An R-tree implementation for RocksDB
2017-02-14 22:35
It's long been my plan to implement an R-tree on top of RocksDB. Now there is a first version of it.
Getting started
Checkout the source code from my RocksDB rtree-table fork on Github, build RocksDB and the R-tree example.
git clone https://github.com/vmx/rocksdb.git
cd rocksdb
make static_lib
cd examples
make rtree_example
If you run the example it should output augsburg
:
$ ./rtree_example
augsburg
For more information about how to use the R-tree, see the Readme file of the project.
Implementation
The nice thing about LSM-trees is that the index data structures can be bulk loaded. For now for my R-tree it's just a simple bottom up building with a fixed node size (default is 4KiB). The data is pre-sorted by the low value of the first dimension. This means that data has a total order, hence also sorted results based on the first dimension. The idea is based on the paper On Support of Ordering in Multidimensional Data Structures by Filip Křižka, Michal Krátký, Radim Bača.

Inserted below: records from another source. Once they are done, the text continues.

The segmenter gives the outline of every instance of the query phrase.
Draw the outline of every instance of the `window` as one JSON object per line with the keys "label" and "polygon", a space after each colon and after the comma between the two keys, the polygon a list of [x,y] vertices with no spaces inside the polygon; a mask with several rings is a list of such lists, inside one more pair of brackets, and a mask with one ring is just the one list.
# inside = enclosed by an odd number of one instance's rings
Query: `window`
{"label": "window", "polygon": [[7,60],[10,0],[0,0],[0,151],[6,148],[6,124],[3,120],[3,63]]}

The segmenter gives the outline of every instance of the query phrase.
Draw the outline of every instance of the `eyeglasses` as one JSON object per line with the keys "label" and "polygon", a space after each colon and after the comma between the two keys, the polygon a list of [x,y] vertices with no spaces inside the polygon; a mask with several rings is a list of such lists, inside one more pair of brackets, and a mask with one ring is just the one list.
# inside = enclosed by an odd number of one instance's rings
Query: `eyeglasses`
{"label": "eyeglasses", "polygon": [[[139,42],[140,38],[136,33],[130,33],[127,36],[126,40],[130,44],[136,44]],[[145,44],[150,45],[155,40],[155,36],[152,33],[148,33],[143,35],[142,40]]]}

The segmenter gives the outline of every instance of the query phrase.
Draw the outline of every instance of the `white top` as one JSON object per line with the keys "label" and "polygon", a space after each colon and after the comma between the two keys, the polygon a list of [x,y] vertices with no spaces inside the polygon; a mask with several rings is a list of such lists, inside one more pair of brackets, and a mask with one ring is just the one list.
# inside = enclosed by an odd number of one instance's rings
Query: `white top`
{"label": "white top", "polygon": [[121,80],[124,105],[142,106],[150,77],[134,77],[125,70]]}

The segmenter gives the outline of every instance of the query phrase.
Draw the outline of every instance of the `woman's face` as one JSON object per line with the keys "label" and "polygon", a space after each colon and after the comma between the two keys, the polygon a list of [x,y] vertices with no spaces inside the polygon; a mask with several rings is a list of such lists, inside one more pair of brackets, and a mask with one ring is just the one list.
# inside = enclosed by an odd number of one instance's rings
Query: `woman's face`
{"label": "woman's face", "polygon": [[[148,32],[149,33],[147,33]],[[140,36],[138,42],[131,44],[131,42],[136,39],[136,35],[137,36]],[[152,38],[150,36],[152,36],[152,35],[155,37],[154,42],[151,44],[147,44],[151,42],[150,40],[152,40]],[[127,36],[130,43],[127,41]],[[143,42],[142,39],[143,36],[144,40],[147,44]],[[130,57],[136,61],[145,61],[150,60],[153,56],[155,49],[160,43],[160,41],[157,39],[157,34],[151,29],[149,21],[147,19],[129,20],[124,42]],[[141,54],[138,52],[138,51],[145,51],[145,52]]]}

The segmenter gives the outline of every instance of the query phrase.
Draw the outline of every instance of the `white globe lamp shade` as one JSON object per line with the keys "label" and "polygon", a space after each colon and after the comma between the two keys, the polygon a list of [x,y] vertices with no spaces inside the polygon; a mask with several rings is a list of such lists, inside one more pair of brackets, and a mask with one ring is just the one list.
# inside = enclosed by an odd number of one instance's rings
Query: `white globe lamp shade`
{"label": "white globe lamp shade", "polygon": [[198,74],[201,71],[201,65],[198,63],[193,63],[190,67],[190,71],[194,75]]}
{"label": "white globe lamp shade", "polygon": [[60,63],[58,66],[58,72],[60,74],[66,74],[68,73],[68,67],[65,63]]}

The tree is far from optimal, but it is a good starting point. Currently only doubles are supported. In the future I'd like to support integers, fixed size decimals and also strings.
If you have a look at the source code and cringe because of the coding style, feel free to submit pull requests (my current C++ skills are sure limited).
Next steps
Currently it's a fork of RocksDB which surely isn't ideal. I've already mentioned it in last year's FOSS4G talk about the R-tree in RocksDB (warning: autoplay) that there are several possibilities:
- Best (unlikely): Upstream merge
- Good: Add-on without additional patches
- Still OK: Be an easy to maintain fork
- Worst case: Stay a fork
I hope to work together with the RocksDB folks to find a way to make such extensions easily possible with no (or minimal) code changes. Perhaps having stable interfaces or classes that can easily be overloaded.